The package envisages the need to adopt a 'carrot-and-stick' approach to promote greater access to innovation across EU Member States. Given the upcoming European Parliament election in 2024 and the change of the College of European Commissioners thereafter, it is anticipated the legislative process will likely be delayed until after 2024 EU elections.

New ways of evidence generation

Regulatory authorities as well as payers are increasingly looking at new ways of gathering relevant evidence to inform decision-making. These include the role of real-world data and real-world evidence in supporting the evaluation of new medical interventions across the different stages of their development and evolving product lifecycle. From 2025, the new EU Health Technology Appraisal Regulation will go live which will have an impact on market access of new medicines and medical technologies through a harmonised framework to characterise the product properties to guide relative clinical effectiveness assessment.

New trial designs are being considered to make clinical development more efficient and to expedite drug development and eventually bring innovative products to patients faster. This would enable multiple therapies to be tested individually or in combination and/or multiple diseases in parallel under a single overarching protocol without the need to develop individual study protocols for every sub-study for each hypothesis-testing.

International cooperation

International coalition of regulatory authorities as well as health technology agencies will continue their efforts to set agreed international standards and harmonised requirements. As the industry becomes more globalised, regulatory and enforcement authorities recognise that enforcing and assessing regulatory compliance with legislation and safety standards will become increasingly challenging and resource intensive.

International cooperation between enforcement agencies and regulators has become an inevitable consequence of globalisation to ensure effective oversight of complex supply chains, drug safety and efficacy monitoring. In the EU, the EMA as well as its sister organisations such as the Coordination Group on Mutual Recognition and Decentralised procedures and the EU Heads of Agencies are increasingly scrutinising post-authorisation activities to ensure that the standards for safety, quality and efficacy are maintained post-marketing. Obtaining product approval and maintaining it post-approval will become critically important endeavour for the overall product life-cycle management.

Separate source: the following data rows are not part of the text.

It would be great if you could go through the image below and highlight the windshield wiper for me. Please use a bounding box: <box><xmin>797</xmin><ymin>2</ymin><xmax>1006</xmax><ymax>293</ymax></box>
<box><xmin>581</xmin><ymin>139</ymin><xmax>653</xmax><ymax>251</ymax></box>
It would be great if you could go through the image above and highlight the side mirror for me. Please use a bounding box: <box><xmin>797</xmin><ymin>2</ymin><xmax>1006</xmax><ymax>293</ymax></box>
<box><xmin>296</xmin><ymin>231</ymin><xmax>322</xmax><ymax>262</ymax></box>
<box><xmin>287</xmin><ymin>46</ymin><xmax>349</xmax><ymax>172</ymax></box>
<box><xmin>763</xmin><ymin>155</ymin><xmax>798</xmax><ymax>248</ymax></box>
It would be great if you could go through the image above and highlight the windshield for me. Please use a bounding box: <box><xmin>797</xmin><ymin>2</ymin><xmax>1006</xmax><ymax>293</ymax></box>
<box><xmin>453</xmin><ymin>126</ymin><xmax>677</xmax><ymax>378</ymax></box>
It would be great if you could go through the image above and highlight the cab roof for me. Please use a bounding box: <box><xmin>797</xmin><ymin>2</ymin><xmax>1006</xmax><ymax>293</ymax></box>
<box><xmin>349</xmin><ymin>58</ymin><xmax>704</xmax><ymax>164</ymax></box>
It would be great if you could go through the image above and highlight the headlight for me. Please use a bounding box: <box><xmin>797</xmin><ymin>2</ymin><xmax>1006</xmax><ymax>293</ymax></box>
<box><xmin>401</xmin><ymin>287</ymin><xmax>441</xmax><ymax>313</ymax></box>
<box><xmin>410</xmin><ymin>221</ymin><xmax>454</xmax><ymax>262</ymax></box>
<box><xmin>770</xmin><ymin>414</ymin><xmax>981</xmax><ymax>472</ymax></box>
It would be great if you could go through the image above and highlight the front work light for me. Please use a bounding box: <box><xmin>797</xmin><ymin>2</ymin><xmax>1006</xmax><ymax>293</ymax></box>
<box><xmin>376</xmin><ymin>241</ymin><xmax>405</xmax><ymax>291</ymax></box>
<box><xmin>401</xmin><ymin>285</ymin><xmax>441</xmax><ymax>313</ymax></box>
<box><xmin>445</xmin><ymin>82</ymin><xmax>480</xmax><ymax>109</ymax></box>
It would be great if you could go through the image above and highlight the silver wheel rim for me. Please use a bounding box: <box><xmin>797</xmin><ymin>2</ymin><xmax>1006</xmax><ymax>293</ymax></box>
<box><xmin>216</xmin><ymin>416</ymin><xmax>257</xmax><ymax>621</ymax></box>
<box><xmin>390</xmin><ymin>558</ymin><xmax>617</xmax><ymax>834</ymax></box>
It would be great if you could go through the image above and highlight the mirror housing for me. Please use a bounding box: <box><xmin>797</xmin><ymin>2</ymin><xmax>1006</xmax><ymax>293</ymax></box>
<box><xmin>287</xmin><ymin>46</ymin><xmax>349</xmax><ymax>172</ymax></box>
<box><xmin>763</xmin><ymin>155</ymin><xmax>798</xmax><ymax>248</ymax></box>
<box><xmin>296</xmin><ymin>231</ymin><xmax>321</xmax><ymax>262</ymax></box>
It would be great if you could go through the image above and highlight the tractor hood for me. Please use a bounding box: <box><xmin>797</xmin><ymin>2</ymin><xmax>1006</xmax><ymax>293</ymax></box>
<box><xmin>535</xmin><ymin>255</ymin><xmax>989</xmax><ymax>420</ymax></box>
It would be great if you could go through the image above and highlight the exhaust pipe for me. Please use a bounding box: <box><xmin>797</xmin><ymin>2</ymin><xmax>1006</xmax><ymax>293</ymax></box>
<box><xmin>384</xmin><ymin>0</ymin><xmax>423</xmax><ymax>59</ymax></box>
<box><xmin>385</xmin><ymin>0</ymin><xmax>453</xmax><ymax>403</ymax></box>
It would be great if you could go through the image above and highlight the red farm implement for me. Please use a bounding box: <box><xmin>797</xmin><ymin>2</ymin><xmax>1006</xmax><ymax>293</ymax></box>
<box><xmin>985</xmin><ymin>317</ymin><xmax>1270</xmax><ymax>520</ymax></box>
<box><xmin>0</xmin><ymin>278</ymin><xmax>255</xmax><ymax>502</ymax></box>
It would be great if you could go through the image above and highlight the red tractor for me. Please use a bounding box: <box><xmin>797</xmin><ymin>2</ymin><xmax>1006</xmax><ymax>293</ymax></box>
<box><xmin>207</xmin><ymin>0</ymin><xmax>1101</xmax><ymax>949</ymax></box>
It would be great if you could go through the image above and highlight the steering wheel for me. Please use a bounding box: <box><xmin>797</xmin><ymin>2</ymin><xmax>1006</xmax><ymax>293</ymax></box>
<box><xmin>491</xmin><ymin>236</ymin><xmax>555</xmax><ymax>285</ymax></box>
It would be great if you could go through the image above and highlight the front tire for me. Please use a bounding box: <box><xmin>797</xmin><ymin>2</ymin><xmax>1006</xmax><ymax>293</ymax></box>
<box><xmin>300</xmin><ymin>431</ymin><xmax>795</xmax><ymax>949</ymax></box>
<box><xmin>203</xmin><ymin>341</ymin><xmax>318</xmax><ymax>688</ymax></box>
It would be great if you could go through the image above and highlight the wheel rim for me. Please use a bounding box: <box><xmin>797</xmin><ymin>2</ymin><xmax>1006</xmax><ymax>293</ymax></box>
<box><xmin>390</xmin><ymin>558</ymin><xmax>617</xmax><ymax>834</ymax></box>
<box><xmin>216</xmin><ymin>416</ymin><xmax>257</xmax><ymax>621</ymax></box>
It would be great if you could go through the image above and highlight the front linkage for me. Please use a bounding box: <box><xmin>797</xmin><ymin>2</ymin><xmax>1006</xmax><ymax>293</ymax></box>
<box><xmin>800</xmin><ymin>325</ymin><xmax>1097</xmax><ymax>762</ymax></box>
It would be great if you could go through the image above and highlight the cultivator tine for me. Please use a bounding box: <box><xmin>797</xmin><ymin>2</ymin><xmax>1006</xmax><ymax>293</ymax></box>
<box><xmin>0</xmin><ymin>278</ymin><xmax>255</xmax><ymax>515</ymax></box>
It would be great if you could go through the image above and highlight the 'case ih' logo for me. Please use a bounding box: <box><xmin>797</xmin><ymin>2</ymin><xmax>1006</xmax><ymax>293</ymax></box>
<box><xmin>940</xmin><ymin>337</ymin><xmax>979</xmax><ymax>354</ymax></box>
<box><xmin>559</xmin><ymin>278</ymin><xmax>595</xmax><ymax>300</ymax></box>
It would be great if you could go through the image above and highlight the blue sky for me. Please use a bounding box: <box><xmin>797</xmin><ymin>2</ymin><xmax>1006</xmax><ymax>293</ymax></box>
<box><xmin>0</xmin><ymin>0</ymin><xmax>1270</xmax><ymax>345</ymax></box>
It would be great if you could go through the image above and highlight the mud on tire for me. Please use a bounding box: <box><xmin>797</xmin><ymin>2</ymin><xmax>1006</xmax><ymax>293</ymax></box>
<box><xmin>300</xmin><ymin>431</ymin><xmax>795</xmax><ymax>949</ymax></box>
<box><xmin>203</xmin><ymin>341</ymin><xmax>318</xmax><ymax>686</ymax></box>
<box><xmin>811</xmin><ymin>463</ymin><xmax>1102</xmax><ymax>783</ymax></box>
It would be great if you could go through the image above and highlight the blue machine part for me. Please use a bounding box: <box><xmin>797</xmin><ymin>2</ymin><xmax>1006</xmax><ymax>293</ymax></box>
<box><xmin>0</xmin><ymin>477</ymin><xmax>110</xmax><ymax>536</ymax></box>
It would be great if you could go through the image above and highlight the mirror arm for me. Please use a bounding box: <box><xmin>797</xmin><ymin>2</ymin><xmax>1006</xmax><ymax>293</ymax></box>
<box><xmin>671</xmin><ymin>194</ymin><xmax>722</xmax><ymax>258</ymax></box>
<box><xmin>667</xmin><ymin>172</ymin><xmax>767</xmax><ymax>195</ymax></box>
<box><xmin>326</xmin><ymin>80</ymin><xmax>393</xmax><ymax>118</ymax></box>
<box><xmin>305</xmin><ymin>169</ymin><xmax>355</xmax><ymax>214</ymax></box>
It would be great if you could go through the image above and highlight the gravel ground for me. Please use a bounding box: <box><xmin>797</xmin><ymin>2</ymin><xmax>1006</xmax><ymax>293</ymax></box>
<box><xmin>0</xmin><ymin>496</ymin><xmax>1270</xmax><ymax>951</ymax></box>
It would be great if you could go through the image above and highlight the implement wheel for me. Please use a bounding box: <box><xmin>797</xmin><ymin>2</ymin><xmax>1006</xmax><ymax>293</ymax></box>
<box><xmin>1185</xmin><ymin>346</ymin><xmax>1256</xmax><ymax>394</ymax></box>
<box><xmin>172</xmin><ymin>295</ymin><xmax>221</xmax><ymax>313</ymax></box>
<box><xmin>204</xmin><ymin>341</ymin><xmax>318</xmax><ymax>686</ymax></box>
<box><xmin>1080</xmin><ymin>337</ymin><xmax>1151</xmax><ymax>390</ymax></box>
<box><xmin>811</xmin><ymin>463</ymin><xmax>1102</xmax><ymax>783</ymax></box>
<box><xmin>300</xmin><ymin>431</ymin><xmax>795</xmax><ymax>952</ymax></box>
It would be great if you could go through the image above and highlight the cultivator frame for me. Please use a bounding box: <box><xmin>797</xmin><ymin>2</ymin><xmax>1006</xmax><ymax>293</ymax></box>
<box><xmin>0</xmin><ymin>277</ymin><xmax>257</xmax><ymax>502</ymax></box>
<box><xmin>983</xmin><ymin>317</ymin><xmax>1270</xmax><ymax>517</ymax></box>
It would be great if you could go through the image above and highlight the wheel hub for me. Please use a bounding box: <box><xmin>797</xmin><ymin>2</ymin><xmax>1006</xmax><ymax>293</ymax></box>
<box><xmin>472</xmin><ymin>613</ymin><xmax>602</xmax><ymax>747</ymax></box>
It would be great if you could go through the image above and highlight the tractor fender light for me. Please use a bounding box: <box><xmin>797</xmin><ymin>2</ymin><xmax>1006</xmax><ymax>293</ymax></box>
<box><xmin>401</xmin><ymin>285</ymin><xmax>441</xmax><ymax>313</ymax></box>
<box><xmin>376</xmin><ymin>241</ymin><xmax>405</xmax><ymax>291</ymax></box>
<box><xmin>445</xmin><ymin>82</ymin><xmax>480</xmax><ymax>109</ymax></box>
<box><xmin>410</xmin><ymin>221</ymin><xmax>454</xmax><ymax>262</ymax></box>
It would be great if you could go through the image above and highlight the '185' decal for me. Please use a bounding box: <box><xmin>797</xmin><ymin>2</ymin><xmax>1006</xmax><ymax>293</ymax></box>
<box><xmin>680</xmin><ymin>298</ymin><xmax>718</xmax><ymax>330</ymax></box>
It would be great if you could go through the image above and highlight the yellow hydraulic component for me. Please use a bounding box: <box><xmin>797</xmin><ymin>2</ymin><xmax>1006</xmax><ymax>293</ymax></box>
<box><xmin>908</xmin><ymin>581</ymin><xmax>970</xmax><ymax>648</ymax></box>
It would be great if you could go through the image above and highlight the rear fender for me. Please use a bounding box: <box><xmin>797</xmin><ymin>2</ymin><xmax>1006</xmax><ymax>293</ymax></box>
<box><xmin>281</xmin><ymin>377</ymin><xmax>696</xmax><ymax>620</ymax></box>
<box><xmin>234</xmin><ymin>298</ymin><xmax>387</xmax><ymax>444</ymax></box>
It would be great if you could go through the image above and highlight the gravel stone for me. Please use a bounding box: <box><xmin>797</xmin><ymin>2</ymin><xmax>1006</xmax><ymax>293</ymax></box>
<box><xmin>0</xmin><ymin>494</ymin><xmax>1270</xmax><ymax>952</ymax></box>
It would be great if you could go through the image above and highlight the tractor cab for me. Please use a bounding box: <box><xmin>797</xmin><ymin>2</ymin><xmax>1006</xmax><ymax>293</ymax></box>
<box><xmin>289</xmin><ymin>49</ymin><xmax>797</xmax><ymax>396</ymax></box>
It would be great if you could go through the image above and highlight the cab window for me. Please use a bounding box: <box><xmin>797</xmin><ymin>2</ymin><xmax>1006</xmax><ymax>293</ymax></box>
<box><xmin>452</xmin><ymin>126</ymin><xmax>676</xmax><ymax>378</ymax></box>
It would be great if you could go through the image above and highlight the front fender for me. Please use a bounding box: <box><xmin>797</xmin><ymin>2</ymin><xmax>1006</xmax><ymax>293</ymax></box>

Watch-out for industry and investors

Developers, manufacturers and investors will need to respond to the ever-evolving challenging regulatory compliance and market access environment in relation to the key pillars of product commercialisation:

  • Product development to generate meaningful data to support positive differential value.
  • Continued effort in monitoring safety, quality and efficacy post-marketing to maintain the validity of the granted marketing authorisation and the market access conditions in multiple jurisdictions.
  • Supply chain integrity.

The content of this article is intended to provide a general guide to the subject matter. Specialist advice should be sought about your specific circumstances.